Friday, January 18, 2008

dreaming in Belorussian

We go to friends for dinner. It is a cold winter night, the temperature dropping, the air slightly metallic, and wickedly cold. Their house is warm and when we walk in through the kitchen, the scents of a day of cooking draw us to the pot of beautiful green soup simmering on the stove, then on into the dining room which is festively set and a table already full with cheeses, Russian salad, and artichoke croquettes. We spend some time talking about the soon arrival of their baby, discuss paint colors for the nursery and how to hang the curtains, then we settle down to a feast.

Ryan is a chef, and his wife Olga hails from the now resplendant city of Minsk. Olga and her sister Tatiana, are not related to us by blood, but they have become our family in the strange way that people born thousands of miles apart can connect and form bonds of choice and necessity that are as strong as any familial line. We’re all in the long haul together.

Following the soup, the croquettes, the quintessential Russian salad of carrots, potatoes, ham, eggs, and mayonnaise, there are sausage-stuffed cabbage leaves, and galushki --round potato dumplings served with country bacon. There is beer to wash it all down, and of course, once stuffed like the cabbages, there are cookies, oranges, and tea.

We are thrust back several years now, to the first time we came to Minsk. Olga and her father Slava meet us at the modern and then empty airport well outside the city, and we drive through a flat, snowy countryside marked by collections of dachas, or small county houses (during the Soviet regime every worker was granted a piece of land to build a small cottage and grow their own vegetables and fruits), and broad copses of birch, poplar, and evergreens. The city comes upon us quickly, first the large Soviet apartment complexes, along with newer building, and then the various plazas and wide streets of a rather Hausmanesque urbanity. When we arrived, the President was beautifying the city: buildings were being cleaned, parks restored, restaurant culture was growing and booming. (Olga does not remember many restaurants growing up, just the few Belarussian spots for diplomats and wedding receptions). Now, the city is full of cafés: Italian, Mexican, and pan-European. There is also MaxiBis, the Belarussian answer to fast food which is a meticulously run cafeteria with modern design, and a darn good borscht. There are bakeries and chocolate shops also full of fresh fruit to accompany the confections.
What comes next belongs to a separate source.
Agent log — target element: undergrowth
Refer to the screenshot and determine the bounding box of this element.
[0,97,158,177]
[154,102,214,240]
We tour the clean and wintry city. We eat out, we go to the ballet where the intermezzo is defined by smoked salmon, caviar, and champagne. We wonder the markets—meat, produce, furs, shoes, clothing—which are bursting with the bounty of their own harvest as well as imported produce and ideas. Grocery stores have whole sections devoted to the making of sauces, an element of cooking that used not to exist in Minsk. Life was too spare for such frippery. The government stores are full of goods and the women walking the streets, lean in high-heeled boots, are dressed in the latest fashions. If one squints, Minsk appears to be a thriving, capitalist city, full of energy and forward-thinking. But there is, of course, a darker side as there seems to be to all the post-Soviet countries. The President is a smart man; he knows that if he provides all the trappings to the good life, who will want to rebel? There is no revolution when there is too much to lose.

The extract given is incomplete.